Almost weekly we hear of another cyberattack or digital security breach. Delta Airlines announced in March that their online support services had been involved in a cyber incident, possibly exposing sensitive payment information for many of their customers. Saks Fifth Avenue and Lord & Taylor also recently announced payment system breaches, and Under Armour disclosed at the end of March that data from their MyFitnessPal app had been compromised. These data breaches result in not only the loss of sensitive consumer data, but also the loss of the public trust. What is left out of the headlines is that nearly two-thirds of the breaches target small to medium-sized businesses.
Since coming to Congress I have participated in multiple hearings discussing the importance of data security in an increasingly online world. Whether speaking with government agencies or private sector executives, it’s clear that there is more that can and should be done to safeguard sensitive information. This doesn’t just go for big, name-brand companies. Verizon recently released their annual data breach investigations report showing about 58 percent of data breach victims are small businesses.
For a small business, the effects of a cyberattack can be devastating. Operating with less capital and fewer resources than their larger counterparts, most small businesses are not equipped to deal with the fallout if a breach occurs. In fact, the National Small Business Association estimated that, on average, a cyberattack costs a small business about $32,000.
Many small business owners incorrectly think that their companies are not targets. According to a recent Harvard Business Review survey, 86 percent of smaller organizations feel unprepared for a cyberattack or breach. There are steps that businesses can take to help safeguard a company against cyber hacks and data breaches. For instance, Kansas Small Business Development Centers recently launched a number of online tools for entrepreneurs and business owners, including cybersecurity assessments and training. These centers have counselors available to review assessment results with owners and are able to help develop cybersecurity plans. Federal agencies, such as the Department of Defense and the National Institute for Standards and Technology, have resources to help educate small companies.

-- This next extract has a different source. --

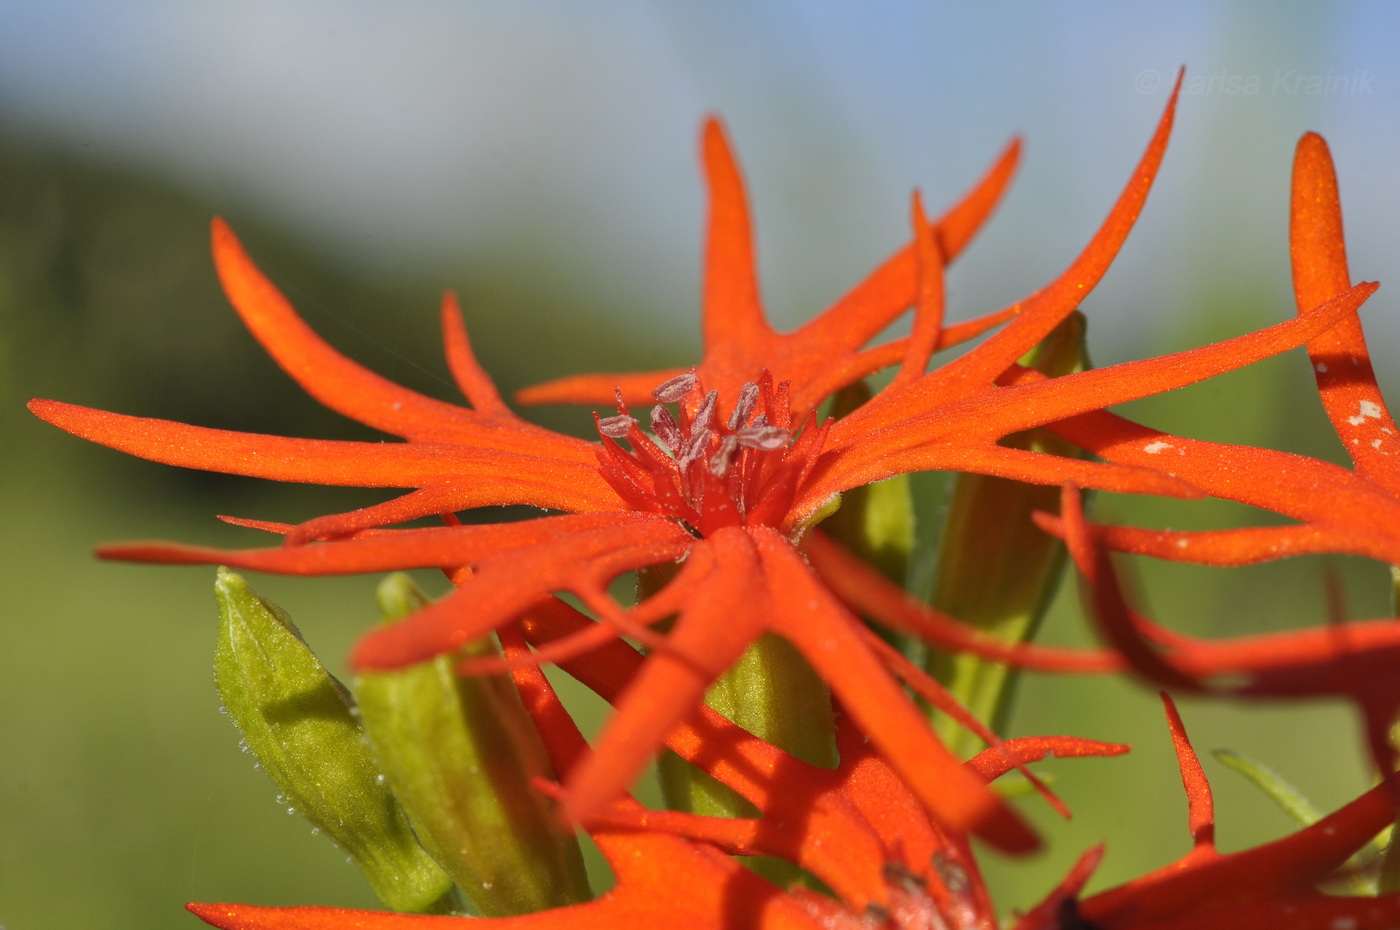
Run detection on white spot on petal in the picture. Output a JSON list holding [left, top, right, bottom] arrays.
[[1315, 362, 1329, 373], [1144, 441, 1173, 454], [1350, 400, 1385, 425]]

Even if a small business chooses not to take advantage of these federal resources, owners can and should still create best practices in order to protect sensitive information. Actions such as keeping software up to date, backing up company data, using secure e-mail accounts and maintaining strong passwords can greatly reduce the chance of a breach from occurring. By protecting business assets, we can help our local communities better compete domestically and abroad.
Small businesses are a vital component of American economic and national security infrastructure. It is important that startups, entrepreneurs, and main street businesses have access to the tools and resources that help safeguard against cyberattacks. Good cyber practices are no longer optional as we move deeper into the digital age, and are critical for a healthy 21st-century economy.
Republican Roger Marshall represents Kansas' 1st District in the U.S. House.